Indeed, the report itself discusses plenty of positive incentives that could conceivably be offered to Iran. But there’s no question that the most important ones are sanctions relief and a right to limited uranium enrichment under strict inspections. We simply won’t get a nuclear deal without offering some incentives. As Iran scholar Suzanne Maloney wrote in a memo to the President:
“The sole consistency in Iran’s nuclear diplomacy over the course of the past 11 years has been its transactional approach, and the regime’s insistence on compensation for any concessions has only been strengthened by the escalation in the price that it has paid for its aversion to compromise.”
6) Where the report got it right: I’ve been critical overall, but there’s one very important point made at the end of the chapter on Iran that policymakers should keep in mind going forward. To quote:
… the United States should be careful to avoid being seen as “moving the goal posts” on what is expected from Iran in order to achieve nuclear sanctions relief. This means lifting the nuclear sanctions on Iran if Iran takes the required steps in the nuclear arena, rather than conditioning the lifting of the nuclear sanctions on progress in non-nuclear arenas.
In other words, we can’t get what we want on the nuclear issue but then say that that isn’t enough.
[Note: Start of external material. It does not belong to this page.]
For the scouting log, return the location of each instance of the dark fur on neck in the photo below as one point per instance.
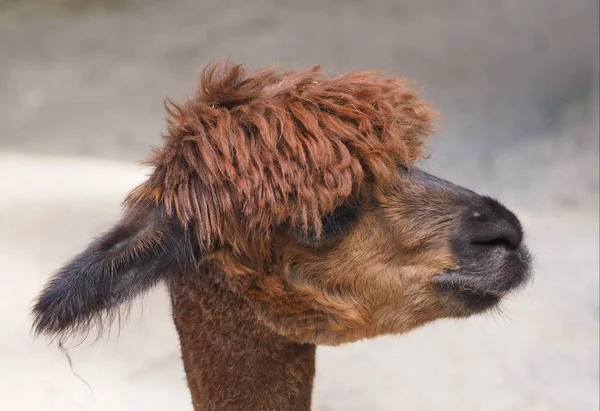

This is of particular concern because Iran is suspicious that the United States is looking for more than a nuclear deal, that it in fact wants the overthrowing of the regime. That suspicion is one of the factors holding Iran back from negotiations. The Obama administration has publicly disavowed this notion, but that’s precisely why it would be disingenuous and counterproductive to suddenly change the rules of engagement once a workable agreement is within reach.
Each side needs to see in the other a serious commitment to resolving the nuclear issue. And for the US, that means playing a tricky, but important game: combining sanctions and diplomacy in a strategic way that utilizes the leverage we have, rather than squandering it on policy that takes us farther from our goal.